Note the similarity to the earlier example with password authentication. [2.2] On the surface, the only difference is that you provide the passphrase to your private key, instead of providing your login password. Underneath, however, something quite different is happening. In password authentication, the password is transmitted to the remote host. With cryptographic authentication, the passphrase serves only to decrypt the private key to create an authenticator. [2.4.1]
Public-key authentication is more secure than password authentication because:
It requires two secret components—the identity file on disk, and the passphrase in your head—so both must be captured in order for an adversary to access your account. Password authentication requires only one component, the password, which might be easier to steal.
Neither the passphrase nor the key is sent to the remote host, just the authenticator discussed earlier. Therefore, no secret information is transmitted off the client machine.
Machine-generated cryptographic keys are infeasible to guess. Human-generated passwords are routinely cracked by a password-guessing technique called a dictionary attack . A dictionary attack may be mounted on the passphrase as well, but this requires stealing the private-key file first.

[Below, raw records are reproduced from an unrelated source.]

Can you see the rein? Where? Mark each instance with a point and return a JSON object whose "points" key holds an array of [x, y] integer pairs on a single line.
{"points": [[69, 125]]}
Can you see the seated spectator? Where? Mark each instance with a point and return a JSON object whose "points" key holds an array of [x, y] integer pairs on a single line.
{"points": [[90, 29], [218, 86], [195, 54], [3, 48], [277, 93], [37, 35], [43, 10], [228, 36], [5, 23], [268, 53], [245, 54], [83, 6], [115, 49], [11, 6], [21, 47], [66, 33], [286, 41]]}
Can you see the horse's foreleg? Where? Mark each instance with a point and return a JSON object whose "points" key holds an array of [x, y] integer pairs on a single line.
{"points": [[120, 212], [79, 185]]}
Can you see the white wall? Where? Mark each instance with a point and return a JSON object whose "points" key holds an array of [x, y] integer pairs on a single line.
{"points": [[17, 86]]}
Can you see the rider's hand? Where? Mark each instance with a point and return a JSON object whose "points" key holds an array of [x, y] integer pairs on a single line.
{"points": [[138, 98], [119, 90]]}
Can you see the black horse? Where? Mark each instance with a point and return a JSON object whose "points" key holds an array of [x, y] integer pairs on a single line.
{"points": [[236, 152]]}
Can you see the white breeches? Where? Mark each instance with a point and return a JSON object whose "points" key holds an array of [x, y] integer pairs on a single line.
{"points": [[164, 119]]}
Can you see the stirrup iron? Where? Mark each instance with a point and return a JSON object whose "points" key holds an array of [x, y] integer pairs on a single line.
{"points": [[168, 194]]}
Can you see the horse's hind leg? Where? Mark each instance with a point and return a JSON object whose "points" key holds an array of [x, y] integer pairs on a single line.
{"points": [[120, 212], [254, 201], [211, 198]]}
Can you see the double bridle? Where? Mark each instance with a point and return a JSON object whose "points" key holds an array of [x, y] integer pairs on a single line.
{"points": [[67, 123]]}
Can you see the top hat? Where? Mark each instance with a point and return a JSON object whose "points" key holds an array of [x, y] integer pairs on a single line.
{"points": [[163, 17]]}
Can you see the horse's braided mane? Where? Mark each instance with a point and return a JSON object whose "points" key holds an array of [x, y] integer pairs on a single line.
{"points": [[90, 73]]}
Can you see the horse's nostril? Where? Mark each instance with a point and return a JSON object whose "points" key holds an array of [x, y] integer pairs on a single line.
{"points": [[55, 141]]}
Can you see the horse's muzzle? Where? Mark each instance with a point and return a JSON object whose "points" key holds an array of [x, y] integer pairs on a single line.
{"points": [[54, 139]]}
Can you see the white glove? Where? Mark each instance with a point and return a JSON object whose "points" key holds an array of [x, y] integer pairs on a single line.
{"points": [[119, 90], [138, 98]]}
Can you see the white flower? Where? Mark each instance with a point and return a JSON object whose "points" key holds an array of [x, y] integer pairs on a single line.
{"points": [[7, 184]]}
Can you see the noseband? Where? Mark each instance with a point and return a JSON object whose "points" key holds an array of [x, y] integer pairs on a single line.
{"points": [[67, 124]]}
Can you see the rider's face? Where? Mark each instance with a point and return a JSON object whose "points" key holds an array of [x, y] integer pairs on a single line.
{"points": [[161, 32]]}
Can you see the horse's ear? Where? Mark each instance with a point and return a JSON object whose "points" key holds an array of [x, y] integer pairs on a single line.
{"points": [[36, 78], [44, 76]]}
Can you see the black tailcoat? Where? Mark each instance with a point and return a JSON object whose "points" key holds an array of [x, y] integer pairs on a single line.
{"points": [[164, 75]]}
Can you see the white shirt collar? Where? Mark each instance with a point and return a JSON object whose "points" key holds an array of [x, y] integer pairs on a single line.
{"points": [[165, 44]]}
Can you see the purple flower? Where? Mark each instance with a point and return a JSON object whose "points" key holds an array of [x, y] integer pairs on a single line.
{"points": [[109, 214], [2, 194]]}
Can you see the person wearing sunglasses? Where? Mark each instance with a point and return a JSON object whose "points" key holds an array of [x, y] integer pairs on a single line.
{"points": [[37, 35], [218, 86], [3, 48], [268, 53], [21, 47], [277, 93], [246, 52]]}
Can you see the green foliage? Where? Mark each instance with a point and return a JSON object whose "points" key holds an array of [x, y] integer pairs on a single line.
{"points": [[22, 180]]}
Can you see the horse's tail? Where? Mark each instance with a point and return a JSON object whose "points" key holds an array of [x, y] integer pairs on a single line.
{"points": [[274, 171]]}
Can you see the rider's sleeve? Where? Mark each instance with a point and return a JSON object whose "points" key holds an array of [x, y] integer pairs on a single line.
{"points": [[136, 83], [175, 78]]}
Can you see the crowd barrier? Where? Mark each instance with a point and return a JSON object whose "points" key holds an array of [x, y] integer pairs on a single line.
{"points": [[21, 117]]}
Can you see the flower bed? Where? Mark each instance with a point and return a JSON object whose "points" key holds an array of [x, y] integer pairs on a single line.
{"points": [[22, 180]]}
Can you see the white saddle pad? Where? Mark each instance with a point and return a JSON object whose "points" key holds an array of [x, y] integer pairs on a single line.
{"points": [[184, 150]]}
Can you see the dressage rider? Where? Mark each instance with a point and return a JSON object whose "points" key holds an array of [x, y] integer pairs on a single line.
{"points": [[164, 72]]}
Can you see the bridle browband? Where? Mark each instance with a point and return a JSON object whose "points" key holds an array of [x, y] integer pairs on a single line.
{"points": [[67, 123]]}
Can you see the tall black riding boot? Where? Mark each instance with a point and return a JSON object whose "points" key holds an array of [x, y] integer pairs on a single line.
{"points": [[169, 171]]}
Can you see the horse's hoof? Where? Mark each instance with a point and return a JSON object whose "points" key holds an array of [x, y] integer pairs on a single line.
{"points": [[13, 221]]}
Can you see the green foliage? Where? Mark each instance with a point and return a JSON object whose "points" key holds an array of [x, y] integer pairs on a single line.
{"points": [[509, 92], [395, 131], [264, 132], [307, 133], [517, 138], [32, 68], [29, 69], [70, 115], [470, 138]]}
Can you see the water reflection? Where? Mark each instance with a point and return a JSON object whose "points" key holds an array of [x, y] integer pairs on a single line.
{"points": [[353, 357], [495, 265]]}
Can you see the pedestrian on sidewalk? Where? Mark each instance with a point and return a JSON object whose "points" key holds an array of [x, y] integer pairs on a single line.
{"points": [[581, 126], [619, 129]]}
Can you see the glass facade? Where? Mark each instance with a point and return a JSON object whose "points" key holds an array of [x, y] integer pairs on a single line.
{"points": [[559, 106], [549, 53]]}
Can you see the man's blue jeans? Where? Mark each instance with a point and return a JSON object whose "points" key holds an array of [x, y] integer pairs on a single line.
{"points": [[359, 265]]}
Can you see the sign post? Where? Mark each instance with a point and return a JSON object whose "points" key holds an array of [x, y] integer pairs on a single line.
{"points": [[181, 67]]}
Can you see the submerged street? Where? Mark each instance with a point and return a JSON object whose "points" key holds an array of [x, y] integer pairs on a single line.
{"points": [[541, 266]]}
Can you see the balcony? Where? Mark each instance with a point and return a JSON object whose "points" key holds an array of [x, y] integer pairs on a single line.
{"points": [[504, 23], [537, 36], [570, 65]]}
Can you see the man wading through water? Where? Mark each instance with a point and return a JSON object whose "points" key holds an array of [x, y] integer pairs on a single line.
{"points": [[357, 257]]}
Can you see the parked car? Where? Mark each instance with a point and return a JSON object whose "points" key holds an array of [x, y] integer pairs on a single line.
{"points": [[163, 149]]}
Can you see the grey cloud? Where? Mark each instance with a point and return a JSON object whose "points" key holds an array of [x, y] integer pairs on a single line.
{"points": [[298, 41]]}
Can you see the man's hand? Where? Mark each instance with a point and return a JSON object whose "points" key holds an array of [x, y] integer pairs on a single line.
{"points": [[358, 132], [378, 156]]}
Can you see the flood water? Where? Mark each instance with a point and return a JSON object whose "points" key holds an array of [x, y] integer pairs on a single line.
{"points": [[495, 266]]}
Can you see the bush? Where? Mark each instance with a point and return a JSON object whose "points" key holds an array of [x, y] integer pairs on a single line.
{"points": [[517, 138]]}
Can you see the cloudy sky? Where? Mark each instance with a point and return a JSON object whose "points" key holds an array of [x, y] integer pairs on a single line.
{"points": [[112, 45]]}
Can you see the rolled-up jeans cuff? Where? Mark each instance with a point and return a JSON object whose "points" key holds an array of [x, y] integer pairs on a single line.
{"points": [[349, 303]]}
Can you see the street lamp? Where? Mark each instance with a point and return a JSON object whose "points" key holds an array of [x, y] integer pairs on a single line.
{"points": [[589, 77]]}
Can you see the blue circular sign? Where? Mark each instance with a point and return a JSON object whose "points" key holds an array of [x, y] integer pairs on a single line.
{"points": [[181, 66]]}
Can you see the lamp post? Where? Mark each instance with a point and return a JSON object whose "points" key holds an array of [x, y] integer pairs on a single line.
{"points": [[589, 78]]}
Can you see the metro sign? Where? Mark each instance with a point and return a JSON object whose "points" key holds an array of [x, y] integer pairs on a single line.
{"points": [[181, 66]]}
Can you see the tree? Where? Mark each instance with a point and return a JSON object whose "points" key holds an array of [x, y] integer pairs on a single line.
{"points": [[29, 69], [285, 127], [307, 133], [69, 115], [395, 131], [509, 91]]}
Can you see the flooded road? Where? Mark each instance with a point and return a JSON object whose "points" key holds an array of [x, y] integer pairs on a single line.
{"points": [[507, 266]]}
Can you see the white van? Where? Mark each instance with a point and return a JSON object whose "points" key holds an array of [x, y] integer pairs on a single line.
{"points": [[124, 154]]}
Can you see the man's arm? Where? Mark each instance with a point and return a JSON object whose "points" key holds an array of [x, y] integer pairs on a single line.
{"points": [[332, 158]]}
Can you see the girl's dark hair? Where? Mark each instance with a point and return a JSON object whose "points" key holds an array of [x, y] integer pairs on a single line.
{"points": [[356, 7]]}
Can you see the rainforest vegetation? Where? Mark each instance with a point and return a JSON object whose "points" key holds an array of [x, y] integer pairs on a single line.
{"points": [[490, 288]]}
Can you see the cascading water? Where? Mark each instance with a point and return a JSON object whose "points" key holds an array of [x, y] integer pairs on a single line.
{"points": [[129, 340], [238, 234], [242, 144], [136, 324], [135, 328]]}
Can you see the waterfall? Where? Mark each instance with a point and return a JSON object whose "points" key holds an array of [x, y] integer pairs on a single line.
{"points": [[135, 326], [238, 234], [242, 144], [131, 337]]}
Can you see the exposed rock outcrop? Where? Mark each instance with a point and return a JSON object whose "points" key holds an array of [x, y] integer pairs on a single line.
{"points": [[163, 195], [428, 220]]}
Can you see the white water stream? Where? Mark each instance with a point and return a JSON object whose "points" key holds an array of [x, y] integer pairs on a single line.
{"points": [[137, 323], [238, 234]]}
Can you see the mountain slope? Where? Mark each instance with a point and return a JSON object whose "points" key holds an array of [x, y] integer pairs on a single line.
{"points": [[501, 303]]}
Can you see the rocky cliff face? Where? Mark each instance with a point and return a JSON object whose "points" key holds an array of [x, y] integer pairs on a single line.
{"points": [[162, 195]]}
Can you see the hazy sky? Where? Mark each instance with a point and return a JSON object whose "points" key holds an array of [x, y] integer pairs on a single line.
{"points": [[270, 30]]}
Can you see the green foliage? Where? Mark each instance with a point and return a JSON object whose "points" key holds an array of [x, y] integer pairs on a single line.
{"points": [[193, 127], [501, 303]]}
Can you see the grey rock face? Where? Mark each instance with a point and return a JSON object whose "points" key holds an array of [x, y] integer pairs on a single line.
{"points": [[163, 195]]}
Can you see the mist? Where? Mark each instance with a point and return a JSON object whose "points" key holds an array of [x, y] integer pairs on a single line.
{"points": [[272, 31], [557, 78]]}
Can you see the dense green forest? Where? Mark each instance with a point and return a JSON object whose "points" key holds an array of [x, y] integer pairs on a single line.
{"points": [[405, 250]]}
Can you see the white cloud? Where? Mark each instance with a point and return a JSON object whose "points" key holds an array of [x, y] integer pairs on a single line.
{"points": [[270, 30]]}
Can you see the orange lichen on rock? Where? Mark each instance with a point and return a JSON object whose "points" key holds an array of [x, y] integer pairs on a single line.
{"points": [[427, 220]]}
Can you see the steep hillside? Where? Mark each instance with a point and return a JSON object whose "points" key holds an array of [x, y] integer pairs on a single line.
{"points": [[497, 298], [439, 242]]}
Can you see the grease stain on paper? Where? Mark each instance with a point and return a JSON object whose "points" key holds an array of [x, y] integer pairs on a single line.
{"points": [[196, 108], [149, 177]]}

A host's security can be greatly increased by disabling password authentication altogether and permitting only SSH connections by key.
Suppose you have generated a key pair, id_dsa and id_dsa.pub, and copied id_dsa.pub to a bunch of SSH server machines. All is well. Then one day, you decide to change your identity, so you run ssh-keygen a second time, overwriting id_dsa and id_dsa.pub. Guess what? Your previous public-key file is now invalid, and you must copy the new public key to all those SSH server machines again. This is a maintenance headache, so think carefully before changing (destroying!) a key pair. Some caveats:
You are not limited to one key pair. You can generate as many as you like, stored in different files, and use them for diverse purposes. [6.4]
If you just want to change your passphrase, you don't have to generate a new key pair. ssh-keygen has command-line options for replacing the passphrase of an existing key: -p for OpenSSH [6.2.1] and -e for Tectia [6.2.2]. In this case your public key remains valid since the private key hasn't changed, just the passphrase for decrypting it.